A group of Indian and US researchers from MedGenome and SciGenom Research Foundation (SGRF) collaborated to analyze DNA sequence and variation data from over 300,000 individuals to predict susceptibility to the COVID-19 disease caused by the SARS-CoV-2 virus. The group identified variations in the ACE-2 protein gene that are predicted to make individuals more susceptible to the virus – their findings are published online. They also report variants in the ACE2 gene that will protect individuals carrying some of those variants.
SARS-CoV-2 is a highly contagious virus and is the cause of the current COVID-19 pandemic. Symptoms caused by the virus include fever, chills, cough, diarrhea and pneumonia. While some infected individuals are asymptomatic, about 10% need hospitalization and ~1-5% of the cases are fatal. Understanding why some individual are more severely affected than others by the virus is important for managing at risk individuals. In this study posted in bioRxiv, the research team has attempted to understand how genetic factors affect susceptibility to the virus.
SARS-CoV-2 enters human cells by binding to ACE2, a cell surface protein that functions like a door to the cells for the virus.
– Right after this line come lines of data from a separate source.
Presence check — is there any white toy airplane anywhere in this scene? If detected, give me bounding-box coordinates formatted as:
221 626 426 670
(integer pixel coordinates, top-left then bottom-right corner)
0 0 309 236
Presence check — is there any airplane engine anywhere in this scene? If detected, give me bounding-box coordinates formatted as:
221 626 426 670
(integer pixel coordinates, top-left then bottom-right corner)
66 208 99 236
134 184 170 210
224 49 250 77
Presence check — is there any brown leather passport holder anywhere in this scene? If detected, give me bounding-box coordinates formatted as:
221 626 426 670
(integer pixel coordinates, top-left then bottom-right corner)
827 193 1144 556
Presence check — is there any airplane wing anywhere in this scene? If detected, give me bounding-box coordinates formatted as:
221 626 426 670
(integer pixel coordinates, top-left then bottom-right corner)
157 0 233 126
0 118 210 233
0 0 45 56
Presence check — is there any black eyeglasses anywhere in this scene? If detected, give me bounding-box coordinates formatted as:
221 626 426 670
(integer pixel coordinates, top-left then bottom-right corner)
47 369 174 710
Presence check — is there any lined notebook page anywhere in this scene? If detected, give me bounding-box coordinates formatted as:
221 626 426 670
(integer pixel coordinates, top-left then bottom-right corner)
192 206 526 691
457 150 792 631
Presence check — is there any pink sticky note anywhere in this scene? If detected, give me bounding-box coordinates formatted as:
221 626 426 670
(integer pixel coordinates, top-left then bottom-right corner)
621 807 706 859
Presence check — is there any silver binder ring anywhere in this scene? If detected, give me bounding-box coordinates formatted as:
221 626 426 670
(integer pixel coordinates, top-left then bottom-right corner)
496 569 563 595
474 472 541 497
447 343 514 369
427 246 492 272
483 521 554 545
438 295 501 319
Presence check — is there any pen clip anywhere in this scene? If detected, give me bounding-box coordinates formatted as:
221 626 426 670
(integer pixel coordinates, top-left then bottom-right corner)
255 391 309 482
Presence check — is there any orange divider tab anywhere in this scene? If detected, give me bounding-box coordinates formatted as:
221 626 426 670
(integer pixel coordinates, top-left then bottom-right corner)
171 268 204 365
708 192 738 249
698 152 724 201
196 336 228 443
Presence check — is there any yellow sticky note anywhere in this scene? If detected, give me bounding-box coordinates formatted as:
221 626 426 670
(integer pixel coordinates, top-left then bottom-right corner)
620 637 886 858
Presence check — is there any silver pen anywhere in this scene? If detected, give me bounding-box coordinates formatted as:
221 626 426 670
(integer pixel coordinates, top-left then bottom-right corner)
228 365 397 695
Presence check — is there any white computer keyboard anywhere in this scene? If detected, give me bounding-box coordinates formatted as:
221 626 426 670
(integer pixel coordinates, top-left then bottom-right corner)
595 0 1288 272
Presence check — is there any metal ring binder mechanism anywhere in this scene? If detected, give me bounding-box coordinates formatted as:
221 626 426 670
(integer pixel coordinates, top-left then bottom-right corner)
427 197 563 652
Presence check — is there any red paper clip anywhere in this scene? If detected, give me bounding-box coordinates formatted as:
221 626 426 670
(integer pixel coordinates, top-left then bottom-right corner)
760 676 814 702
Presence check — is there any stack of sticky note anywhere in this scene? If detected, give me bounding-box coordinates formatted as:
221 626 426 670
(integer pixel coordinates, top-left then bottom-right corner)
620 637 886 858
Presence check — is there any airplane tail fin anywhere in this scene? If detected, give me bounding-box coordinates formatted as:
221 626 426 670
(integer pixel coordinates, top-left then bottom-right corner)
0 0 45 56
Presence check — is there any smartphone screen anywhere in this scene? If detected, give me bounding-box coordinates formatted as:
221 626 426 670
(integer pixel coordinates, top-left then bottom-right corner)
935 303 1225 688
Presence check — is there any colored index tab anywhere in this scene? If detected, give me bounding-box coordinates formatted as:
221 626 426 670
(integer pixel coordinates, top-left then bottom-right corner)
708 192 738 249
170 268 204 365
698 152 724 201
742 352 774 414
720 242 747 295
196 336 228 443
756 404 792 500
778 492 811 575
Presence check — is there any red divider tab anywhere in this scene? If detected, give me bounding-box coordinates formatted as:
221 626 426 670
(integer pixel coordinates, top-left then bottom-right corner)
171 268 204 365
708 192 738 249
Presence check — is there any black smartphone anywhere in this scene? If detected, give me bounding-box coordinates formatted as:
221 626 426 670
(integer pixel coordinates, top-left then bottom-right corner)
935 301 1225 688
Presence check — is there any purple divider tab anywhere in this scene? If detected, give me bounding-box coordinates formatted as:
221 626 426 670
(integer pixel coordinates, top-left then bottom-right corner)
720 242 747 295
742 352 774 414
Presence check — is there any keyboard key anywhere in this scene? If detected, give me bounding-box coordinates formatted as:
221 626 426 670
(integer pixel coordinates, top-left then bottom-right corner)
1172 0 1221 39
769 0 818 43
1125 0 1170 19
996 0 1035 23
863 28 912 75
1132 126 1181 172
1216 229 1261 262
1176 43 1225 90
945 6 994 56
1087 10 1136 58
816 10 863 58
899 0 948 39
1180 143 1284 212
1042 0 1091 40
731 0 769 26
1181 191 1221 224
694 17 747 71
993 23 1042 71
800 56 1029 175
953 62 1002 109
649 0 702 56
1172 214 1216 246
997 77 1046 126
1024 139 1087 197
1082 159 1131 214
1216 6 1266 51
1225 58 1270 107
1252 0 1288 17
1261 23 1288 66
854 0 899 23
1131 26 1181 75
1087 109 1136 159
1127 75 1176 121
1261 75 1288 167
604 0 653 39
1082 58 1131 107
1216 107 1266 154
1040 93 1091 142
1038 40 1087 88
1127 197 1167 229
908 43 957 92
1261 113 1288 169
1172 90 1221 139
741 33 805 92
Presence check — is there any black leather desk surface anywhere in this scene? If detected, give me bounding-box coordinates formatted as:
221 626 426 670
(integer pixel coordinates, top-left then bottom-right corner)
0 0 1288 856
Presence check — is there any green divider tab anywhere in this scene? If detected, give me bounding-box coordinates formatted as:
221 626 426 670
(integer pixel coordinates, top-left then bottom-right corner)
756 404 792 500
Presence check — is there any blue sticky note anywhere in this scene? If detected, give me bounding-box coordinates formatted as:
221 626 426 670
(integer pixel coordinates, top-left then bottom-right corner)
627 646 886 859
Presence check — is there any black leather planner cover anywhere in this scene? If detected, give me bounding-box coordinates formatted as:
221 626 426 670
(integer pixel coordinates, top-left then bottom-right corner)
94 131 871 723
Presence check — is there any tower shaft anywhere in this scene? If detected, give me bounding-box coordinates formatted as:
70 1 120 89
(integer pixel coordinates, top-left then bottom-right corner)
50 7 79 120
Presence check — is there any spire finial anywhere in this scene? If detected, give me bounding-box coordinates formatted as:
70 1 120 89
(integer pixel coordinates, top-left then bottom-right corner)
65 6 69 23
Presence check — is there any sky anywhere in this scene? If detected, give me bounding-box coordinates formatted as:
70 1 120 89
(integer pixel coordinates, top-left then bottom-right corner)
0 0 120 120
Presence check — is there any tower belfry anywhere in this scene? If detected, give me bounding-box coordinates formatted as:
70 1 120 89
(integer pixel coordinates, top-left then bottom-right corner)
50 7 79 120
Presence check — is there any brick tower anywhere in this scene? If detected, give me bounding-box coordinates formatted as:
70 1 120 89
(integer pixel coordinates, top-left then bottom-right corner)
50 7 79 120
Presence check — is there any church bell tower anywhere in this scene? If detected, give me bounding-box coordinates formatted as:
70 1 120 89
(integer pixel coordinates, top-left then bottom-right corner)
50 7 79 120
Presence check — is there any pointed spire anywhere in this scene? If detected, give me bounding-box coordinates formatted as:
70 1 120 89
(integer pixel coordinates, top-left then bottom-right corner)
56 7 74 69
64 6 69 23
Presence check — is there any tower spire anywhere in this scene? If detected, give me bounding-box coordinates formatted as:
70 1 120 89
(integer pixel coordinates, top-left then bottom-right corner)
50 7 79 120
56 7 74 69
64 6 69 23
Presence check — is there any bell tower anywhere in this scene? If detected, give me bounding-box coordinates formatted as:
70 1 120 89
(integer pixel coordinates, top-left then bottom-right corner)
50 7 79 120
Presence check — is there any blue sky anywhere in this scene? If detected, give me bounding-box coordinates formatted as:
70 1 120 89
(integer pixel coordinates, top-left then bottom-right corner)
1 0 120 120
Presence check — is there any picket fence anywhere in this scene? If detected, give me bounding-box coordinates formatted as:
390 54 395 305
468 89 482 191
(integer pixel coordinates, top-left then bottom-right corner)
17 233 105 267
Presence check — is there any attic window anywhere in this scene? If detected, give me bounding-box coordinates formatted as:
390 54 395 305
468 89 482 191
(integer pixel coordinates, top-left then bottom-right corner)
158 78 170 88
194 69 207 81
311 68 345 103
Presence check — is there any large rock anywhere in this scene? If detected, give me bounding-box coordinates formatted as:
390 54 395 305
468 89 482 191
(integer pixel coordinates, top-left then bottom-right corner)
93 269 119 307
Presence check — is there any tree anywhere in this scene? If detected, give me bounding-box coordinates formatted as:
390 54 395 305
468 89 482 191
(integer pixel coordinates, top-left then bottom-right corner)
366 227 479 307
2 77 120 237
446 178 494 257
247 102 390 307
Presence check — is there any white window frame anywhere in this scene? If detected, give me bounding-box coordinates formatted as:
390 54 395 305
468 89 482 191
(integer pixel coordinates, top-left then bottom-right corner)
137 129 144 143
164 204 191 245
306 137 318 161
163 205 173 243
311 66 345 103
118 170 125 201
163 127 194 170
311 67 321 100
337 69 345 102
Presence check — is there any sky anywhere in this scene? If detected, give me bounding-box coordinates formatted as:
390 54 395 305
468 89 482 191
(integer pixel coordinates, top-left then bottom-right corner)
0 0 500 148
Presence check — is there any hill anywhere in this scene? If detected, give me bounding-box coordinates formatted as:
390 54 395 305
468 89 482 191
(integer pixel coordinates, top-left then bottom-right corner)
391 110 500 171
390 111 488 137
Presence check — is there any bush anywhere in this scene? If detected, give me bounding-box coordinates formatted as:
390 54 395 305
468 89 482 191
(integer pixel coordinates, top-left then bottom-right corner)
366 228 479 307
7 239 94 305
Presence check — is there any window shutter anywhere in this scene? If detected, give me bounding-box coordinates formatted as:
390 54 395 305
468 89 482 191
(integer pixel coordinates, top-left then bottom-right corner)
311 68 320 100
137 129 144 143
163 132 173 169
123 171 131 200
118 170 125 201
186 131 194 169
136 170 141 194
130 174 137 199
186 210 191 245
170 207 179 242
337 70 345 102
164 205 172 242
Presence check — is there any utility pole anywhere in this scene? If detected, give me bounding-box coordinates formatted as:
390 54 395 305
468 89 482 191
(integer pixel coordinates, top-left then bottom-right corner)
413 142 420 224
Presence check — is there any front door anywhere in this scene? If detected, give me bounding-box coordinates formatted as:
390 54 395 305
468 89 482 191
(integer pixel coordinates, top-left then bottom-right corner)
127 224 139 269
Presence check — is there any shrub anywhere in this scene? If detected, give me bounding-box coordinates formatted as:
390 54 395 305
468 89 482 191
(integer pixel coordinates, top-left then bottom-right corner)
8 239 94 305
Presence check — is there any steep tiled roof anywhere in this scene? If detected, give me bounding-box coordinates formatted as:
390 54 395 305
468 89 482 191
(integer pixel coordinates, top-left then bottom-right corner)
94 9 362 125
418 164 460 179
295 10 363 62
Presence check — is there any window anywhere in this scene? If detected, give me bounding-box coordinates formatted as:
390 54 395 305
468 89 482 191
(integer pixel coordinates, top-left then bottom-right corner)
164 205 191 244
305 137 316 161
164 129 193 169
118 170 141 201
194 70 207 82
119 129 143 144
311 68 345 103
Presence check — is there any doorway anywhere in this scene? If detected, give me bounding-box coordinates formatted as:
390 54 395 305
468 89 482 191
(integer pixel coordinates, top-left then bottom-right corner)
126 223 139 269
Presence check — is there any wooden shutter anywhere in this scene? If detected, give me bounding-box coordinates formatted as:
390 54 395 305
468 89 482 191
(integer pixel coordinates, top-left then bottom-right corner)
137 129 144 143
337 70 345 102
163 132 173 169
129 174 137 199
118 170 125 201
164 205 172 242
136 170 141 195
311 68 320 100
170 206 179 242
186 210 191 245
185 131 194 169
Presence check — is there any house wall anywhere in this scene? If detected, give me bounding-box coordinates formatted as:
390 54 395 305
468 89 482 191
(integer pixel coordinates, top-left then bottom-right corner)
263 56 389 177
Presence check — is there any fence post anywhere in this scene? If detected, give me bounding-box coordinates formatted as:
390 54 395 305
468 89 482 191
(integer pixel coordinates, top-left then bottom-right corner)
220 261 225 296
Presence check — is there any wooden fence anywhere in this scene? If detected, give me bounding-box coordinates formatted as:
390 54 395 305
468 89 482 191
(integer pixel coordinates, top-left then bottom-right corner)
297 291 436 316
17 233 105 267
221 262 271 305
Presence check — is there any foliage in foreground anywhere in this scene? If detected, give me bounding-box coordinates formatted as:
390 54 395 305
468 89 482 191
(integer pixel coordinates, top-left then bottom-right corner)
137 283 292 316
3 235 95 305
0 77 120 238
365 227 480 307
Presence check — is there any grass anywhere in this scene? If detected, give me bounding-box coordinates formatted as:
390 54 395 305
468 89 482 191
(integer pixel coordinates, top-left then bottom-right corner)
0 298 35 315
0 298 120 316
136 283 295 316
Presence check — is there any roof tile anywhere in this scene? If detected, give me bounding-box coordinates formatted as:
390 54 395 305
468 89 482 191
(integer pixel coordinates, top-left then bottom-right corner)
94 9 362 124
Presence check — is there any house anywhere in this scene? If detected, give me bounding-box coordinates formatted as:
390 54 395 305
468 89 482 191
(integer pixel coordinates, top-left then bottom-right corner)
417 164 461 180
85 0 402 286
ACE2, an enzyme created by the ACE2 protein, usually plays a role in the maintenance of blood pressure but is tricked by the virus into becoming an entrance. One of the reasons the SARS-CoV-2 virus is highly infectious is because it can bind to the ACE2 cell receptor with higher affinity compared to the previous SARS-CoV virus which caused the disease called SARG which was less contagious, even though it caused an epidemic in 2003. Natural human ACE2 protein variation encoded in an individual’s DNA can allow the virus to bind to ACE2 either strongly or weakly and hence alter their susceptibility to the disease which has caused the current pandemic.
“We analyzed ACE2 protein altering variants from over 300,000 individuals variant data from across the world and have found variants that are predicted to bind to the virus less tightly and hence make individuals less susceptible – giving these individuals natural protection against the invading virus” said Dr. Sekar Seshagiri, President, SciGenom Research Foundation, India and lead study author. “The converse is also true; in this data set, we found ACE2 variants that will render individuals more susceptible to the virus” said Dr. Eric Stawiski, Vice President Bioinformatics, MedGenome.
The team used its world class bioinformatics capabilities to accelerate the analysis and complete this study in very short order. The variants in ACE2 identified are not common, but this work sets the stage for larger studies that can focus on understanding the role and impact of these variants in patients. by studying variations in clinical outcomes and data in patients with the different genetic variants identified. The team is continuing to conduct more research to build on these findings to help fight COVID-19 and is also supporting Pharma and Biotech companies to help find solutions for COVID-19 through its research support services teams.
“Our finding on ACE2 variants can help enable the development of a rationally engineered soluble ACE2 that can quickly be developed as a therapeutic against this deadly virus” added Dr. Sekar Seshagiri. “We are in discussions with Pharma partners to advance their drug development work with genomics insights and capabilities, in particular in the context of this COVID-19 crisis. I think we have a potential drug solution that should work and can be developed quickly with the right Pharma/Biotech partner.” said Mr. Sam Santhosh, Chairman, MedGenome.